La Harvard Business Review a récemment signalé que la Chine avait accordé « beaucoup plus d’emprunts qu’on ne le croyait aux pays en voie de développement », du fait d’une carence de données et d’un manque de transparence. Ceci a conduit à un problème de « dette cachée », ce qui veut dire « que les pays débiteurs, ainsi que les organismes internationaux, ont un tableau incomplet de la valeur des dettes des pays du monde entier à l’endroit de la Chine, et des conditions de ces dettes ».
En tout, l’état chinois et ses succursales ont prêté 1,5 billion de dollars sous forme de prêts directs et de crédits commerciaux accordés à plus de 150 pays. Une douzaine de pays ont des dettes envers la Chine s’élevant à au moins 20 % de leur produit intérieur brut nominal, y compris Djibouti, le Niger, la République du Congo et la Zambie.
« La préoccupation majeure est le fait que plusieurs pays africains auront sur les bras d’énormes dettes et une infrastructure grandiose qu’ils ne pourront pas rembourser ou gérer de manière rentable », déclare Obert Hodzi, expert des relations internationales à l’université d’Helsinki, en Finlande. « Je compare cela à un emprunt d’argent pour acheter une Tesla alors qu’il n’existe pas de source adéquate d’électricité. »
- Hodzi déclare au South China Morning Post que les lignes ferroviaires d’Addis-Abeba à Djibouti et de Mombasa à Nairobi sont des exemples de projets gigantesques financés par des emprunts chinois qui ne sont pas remboursables, ce qui force les gouvernements africains à rechercher une assistance chinoise additionnelle.
À mesure que les dettes africaines à l’endroit de la Chine augmentent, de nombreuses entreprises du continent enregistrent d’énormes pertes financières. Il est anticipé que les lignes aériennes africaines perdront 6 milliards de dollars de revenus cette année à cause des restrictions de vol provoquée par le Covid-19, qui a infecté plus de 64.000 personnes sur le continent, et a tué près de 2.300 personnes.
La Commission économique pour l’Afrique a averti que la crise de la pandémie pourrait se traduire par des pertes de revenus de 65 milliards de dollars du fait de la chute du prix du pétrole.
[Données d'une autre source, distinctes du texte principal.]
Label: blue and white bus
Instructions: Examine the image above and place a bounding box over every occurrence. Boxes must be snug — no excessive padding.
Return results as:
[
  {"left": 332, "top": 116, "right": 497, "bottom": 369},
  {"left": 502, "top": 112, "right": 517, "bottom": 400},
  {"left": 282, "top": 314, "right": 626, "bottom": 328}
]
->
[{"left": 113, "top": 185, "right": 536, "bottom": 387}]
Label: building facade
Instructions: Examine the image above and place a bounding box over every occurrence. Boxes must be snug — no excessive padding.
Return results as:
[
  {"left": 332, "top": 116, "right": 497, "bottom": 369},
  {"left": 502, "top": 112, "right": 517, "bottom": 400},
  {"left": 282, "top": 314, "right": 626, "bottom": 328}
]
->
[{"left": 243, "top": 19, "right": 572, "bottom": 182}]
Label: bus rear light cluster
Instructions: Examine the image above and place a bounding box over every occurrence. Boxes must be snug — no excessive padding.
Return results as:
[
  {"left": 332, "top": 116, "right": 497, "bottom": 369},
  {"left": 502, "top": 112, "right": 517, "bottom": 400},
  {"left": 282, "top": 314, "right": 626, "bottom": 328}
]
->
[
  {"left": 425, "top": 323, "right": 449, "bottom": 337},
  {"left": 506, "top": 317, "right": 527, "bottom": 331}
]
Au Nigeria seulement, la pandémie pourrait réduire les exportations totales de pétrole brut de 14 milliards de dollars en 2020. L’Afrique pourrait aussi perdre des revenus à hauteur de 101 milliards de dollars cette année dans le secteur de l’exportation des combustibles.
La réaction de la Chine à l’éditorial de Mme Ezekwesili indique que le pays communiste n’a aucune intention de payer une indemnisation à l’Afrique ou au grand nombre de gouvernements du monde qui demandent un dédommagement. Une réfutation de l’article de Mme Ezekwesili publiée dans The Guardian déclare que ses commentaires « n’ont aucun sens ».
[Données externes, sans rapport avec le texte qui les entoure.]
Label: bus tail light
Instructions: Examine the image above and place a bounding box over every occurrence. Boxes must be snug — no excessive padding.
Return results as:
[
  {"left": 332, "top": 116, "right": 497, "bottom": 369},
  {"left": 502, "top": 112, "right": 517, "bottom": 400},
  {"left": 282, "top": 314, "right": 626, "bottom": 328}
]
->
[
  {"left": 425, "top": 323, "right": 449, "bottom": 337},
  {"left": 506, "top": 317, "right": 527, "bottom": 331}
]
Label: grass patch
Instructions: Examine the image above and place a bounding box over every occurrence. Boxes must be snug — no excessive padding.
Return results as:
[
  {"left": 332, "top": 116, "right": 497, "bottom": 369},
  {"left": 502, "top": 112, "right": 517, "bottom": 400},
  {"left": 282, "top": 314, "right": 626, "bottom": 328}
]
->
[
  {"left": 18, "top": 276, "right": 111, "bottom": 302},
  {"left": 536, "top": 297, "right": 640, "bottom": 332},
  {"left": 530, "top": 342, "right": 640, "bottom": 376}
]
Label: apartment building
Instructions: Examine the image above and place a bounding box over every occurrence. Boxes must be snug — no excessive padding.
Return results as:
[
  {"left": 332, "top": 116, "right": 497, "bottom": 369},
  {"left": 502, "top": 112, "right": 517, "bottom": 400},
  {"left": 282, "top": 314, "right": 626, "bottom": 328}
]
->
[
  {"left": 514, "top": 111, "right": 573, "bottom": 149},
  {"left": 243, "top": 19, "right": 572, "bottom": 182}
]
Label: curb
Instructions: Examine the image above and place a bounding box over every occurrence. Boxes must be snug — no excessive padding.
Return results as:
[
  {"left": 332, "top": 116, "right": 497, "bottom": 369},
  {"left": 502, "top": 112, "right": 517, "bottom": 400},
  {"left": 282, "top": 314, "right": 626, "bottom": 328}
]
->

En réponse, Mme Ezekwesili déclare que les responsables chinois « ont manqué de se conformer aux règles de base concernant la transparence en matières de science et de recherche au cours des premiers jours critiques de l’épidémie du Covid-19 à Wuhan » et qu’ils « doivent accepter leur responsabilité avec humilité ». Elle affirme que, dans le cadre de cette responsabilité, il leur faut annuler la dette des emprunts s’élevant à près de 145 milliards de dollars.
« Après la radiation de cette dette, un consortium international constitué du G20, de la Chine, de la Commission de l’Union africaine et des organismes mondiaux tels que les Nations unies, la Banque mondiale et le FMI [Fonds monétaire international] devrait être créé pour évaluer l’ampleur exacte des dommages et l’indemnisation qui est due », déclare-t-elle.